Développé par Woodland Games et édité par Leonardo Interactive, Hell Architect propose une approche de la gestion de colonie en milieu infernal et on va voir si être un bon DRD ( direction des ressources des damnés) suffit pour s’en sortir….de cet enfer !!

Un sombre pacte

Le joueur incarne un architecte mandaté par l’administration locale pour concevoir et structurer des espaces de tourment sous les directives de Lucifer. La campagne principale s’articule autour de 7 chapitres scénarisés agissant comme un tutoriel. Ils permettent d’assimiler les outils de terrassement, la gestion des nécessités du personnel et la production d’énergie.
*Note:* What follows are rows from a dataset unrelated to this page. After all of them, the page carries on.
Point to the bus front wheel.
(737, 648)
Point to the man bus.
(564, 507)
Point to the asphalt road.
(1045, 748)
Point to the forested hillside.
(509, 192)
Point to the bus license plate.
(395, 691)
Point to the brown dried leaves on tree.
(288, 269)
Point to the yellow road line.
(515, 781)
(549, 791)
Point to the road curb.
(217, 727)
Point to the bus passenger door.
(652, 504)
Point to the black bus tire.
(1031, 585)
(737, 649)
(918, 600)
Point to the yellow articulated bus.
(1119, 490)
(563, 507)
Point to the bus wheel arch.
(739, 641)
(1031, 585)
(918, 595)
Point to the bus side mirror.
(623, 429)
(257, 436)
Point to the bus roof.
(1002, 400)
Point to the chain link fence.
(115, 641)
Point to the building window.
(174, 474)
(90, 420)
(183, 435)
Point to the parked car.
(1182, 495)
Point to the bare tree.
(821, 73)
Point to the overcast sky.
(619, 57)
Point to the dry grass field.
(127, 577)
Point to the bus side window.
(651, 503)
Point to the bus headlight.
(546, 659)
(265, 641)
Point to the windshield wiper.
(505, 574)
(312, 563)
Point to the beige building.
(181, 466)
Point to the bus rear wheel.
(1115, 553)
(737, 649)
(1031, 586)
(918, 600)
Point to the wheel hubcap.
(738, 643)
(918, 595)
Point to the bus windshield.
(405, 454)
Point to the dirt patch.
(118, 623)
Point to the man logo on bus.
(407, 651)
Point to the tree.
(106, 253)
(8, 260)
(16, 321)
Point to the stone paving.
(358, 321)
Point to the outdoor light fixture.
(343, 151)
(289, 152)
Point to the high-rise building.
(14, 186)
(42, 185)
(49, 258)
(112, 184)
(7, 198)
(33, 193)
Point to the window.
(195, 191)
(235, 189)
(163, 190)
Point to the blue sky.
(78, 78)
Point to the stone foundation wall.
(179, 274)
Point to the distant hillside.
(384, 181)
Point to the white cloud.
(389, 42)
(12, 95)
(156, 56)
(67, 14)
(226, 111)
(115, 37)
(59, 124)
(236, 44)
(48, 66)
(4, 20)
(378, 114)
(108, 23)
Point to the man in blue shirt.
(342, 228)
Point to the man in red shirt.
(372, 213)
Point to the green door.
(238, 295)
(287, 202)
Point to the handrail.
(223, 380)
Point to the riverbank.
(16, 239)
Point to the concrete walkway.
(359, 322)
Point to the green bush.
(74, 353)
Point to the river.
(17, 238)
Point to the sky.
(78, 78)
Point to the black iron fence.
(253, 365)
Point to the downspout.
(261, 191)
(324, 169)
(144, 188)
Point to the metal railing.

L’écriture assume un humour noir et caricature le fonctionnement bureaucratique du monde souterrain, notamment par l’intégration de figures historiques connues pour leurs mauvaises actions. Néanmoins, cette structure narrative montre des limites après 3 ou 4 heures de jeu ; l’effet de découverte s’estompe et le récit s’efface au profit de la gestion pure de la base.

Encore du travail ?

L’expérience repose sur la gestion du personnel infernal, plutôt de damnés envoyés en enfer. La phase initiale implique de creuser la roche pour libérer de l’espace et récolter des ressources de base (terre, charbon, métal), avec un agencement vertical nécessitant la pose d’échelles et de plateformes. Les travailleurs damnés requièrent de la nourriture, de l’eau, des zones de sommeil et des commodités sanitaires pour maintenir la chaîne de production.

Tout ce beau petit monde heureux de travailler pour nous requiert comme ressource principale…la souffrance. Celle-ci est générée via la construction d’appareils de supplice (roues, chaudrons). Des travailleurs légendaires, dotés de statistiques spécifiques, peuvent également être invoqués pour optimiser le rendement.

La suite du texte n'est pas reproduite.